O eski evler, artık kentsel dönüşümü bekliyor.

Yeşil kuşak olarak bilinen eski Bağlar, Bahçelievler, Belde, Kültür ve Gap yeşilliği bol bölgelerdi.

Bostanlar, üzüm bahçeleri ve verimli mahsülün elde edildiği bu alanlar artık günümüzde devasa beton yapılara yerlerini teslim ettiler.

Bağlar mahallesinde bir bağ vardı ki, tarif etmek imkansız.

Dönümlerce genişliğindeki o bağ, son 50 yılda nasıl kayboldu? Anlamak mümkün değil.

Şehirler büyüdükçe o eski doğa ve çocukluğumuzdaki yerleşim birimleri de zamana yenik düşüyor.

Doğanın dengesi alt üst olmuş durumda.

Batman son 40-50 yılda öyle bir değişti ki dünüyle bugünü dahi karşılaştırmak çok zor.

Elbette, eskiye özlem gün geçtikçe artıyor.

ŞEHİR BÜYÜDÜ AMA…
Batman’ın son 50 yıldaki hızlı gelişiminin önemli etkeni de petroldür.

Petrolcüler, hala parmakla gösterilen Site mahallesinin temelini atarken dönemin yöneticileri maalesef o projeden hiç etkilenmemişler.

Belki de imkanları yoktu.

TPAO büyük bir kuruluş olduğu için aldığı ödeneklerle örnek bir semt Batman’a kazandırmış ve adı da Site diye kararlaştırılmış.

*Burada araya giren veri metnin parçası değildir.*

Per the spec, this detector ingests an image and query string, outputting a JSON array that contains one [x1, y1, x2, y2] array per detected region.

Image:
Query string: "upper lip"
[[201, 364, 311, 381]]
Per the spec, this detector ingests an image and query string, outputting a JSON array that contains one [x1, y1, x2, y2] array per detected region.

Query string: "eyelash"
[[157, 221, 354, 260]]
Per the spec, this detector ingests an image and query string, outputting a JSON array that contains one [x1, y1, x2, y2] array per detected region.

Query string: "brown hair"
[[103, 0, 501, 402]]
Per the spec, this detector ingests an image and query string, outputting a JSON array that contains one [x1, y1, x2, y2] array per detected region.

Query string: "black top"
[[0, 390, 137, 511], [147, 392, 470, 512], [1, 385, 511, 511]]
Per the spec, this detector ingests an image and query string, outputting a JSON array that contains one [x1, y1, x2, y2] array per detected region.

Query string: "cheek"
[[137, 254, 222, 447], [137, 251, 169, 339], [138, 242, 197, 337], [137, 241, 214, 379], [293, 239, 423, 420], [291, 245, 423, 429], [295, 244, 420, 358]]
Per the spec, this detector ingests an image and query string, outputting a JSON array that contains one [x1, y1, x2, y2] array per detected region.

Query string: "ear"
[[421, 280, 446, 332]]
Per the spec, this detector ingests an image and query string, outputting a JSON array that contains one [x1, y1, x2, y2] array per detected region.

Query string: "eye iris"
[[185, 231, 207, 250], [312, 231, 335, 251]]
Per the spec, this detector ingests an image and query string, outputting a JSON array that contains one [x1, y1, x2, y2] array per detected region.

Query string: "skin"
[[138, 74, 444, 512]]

TPAO tesisleriyle iç içe olan Site’ye yolunuz düştüğünde Ankara ve İstanbul gibi büyük şehirlerin bir semtinde hissediyorsunuz.

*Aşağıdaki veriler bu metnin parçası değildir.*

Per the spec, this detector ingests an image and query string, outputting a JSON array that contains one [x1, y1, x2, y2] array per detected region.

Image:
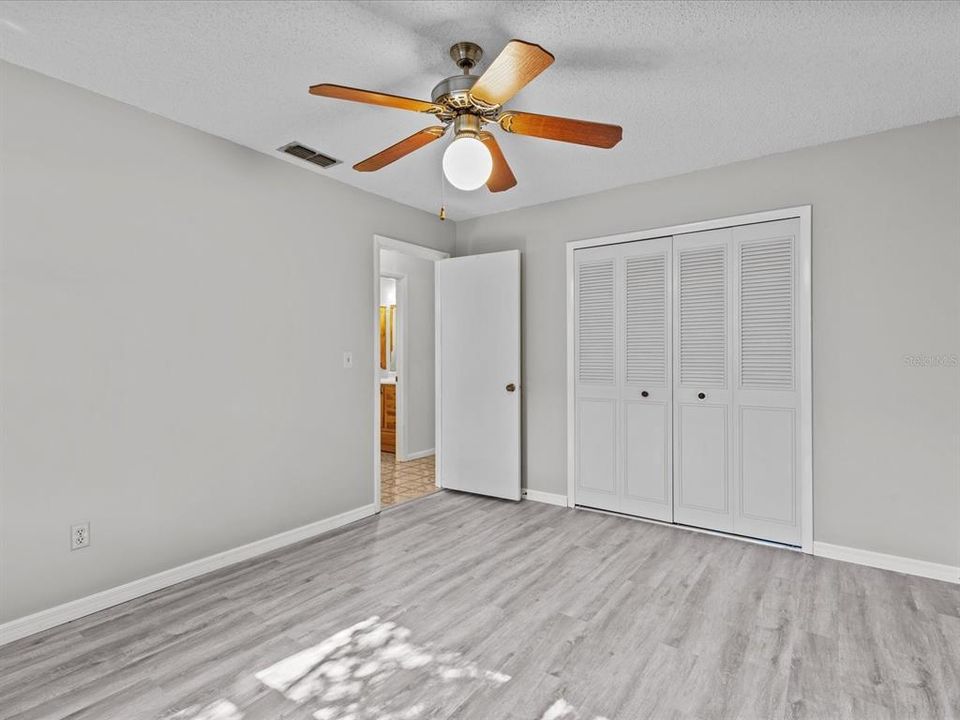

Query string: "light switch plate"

Dönemin petrolcüleri, o semtin alt yapısından tutun da yeşilliğe ve çevre düzenlemesiyle dört dörtlük yerleşim birimini kurmuşlar.

Emeği geçenlere teşekkür ediyoruz çünkü Batman’ın modern sitesi yıllar geçse de güzelliğinden ödün vermiyor.

TPAO tarih boyunca örnek yönetici ve ekibiyle birçok alanda adından söz ettirmiştir.

Batman’ı 1955’te belde yapan, 1957’de de ilçeye dönüştüren, 1990’da da il yapan etkenlerin başında TPAO yer alır. Bu şehrin lokomotifi TPAO’yu anmadan geçmek mümkün değildir.

Sağlıcakla kalın.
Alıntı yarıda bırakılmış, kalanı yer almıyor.